京都府北部地域では、看護師の高齢化や都市部への人材流出により安定した医療体制の確保が大きな課題となっています。
海の京都と呼ばれる京都府北部エリアの最北端に位置し、美しい海と豊かな森に包まれた京丹後市。市の人口は約5万人まで減少し、高齢化率は約40%となっています。人口減少と高齢化が進むなかで、医療を支える人材の確保は容易ではありません。若い世代の都市部への流出や医療従事者の高齢化が進み、このままでは将来的に地域医療の維持そのものが難しくなることも懸念されています。医療機関があっても、そこで働く看護師や医師がいなければ医療は成り立ちません。

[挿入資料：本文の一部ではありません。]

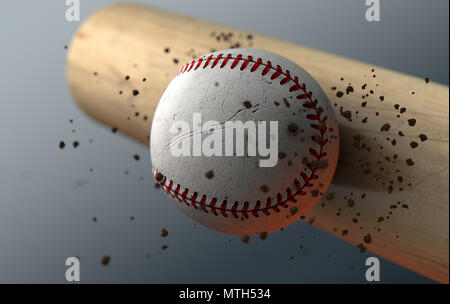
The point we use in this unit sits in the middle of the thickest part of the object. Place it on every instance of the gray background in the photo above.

こうした課題の解決に向けて、京都府京丹後市にある丹後ふるさと病院と洛和会京都看護学校が医療人材の育成・確保に向けた連携協定を締結しました。奨学金、地元実習、就職・定着支援を一体で進めることで、地域医療を支える人材を育て、故郷へ還し、地域に根づかせようとする取り組みです。これは単なる人材確保策ではなく、人口減少時代における地域の持続可能性を支える新たな仕組みです。
この協定では学生を地経済的理由で進学を断念しないよう支え、学生のうちから地元の医療現場に触れてもらい、そのまま就職・定着につなげていく。入口から出口までを見据えた仕組みであり、奨学金、教育、実習、就業支援を一本の線でつなぎます。
協定内容
洛和会京都看護学校での演習の様子
地域医療の課題は「人を埋める」ことでは解決しない
医療は、いざという時にそこにあってほしい地域インフラです。しかし、そのインフラは建物や設備だけで成り立つものではありません。そこで働き、支える人がいて、はじめて地域医療は機能します。今回締結された連携協定は、まさにその「人」をどう育て、どう地域につなぎ直すかに向き合った取り組みと言えます。
地域医療の課題は、不足している場所にその都度人を送るだけでは根本的な解決にはつながりません。重要なのは、将来にわたって人材が循環し、地域に根づいていく構造をつくることです。
地域医療を守ることは未来をつくること
地元で生まれ育った若者が、学びを経て故郷へ帰り、医療や介護の担い手として働く。その姿は、病院の人手不足を埋めるだけでなく、地域そのものの未来を支える力になります。医療人材は労働力である前に、地域で暮らす生活者でもあります。人口減少が進む時代に、地域インフラを担う若者が定着することの意味は大きく、それは医療を守ることと同時に、地域の存続可能性を守ることにもつながります。
地域医療を守るとは、病院を守ることだけではありません。地域で働く人を増やし、地域で暮らす人を増やし、地域の未来をつくっていくことなのです。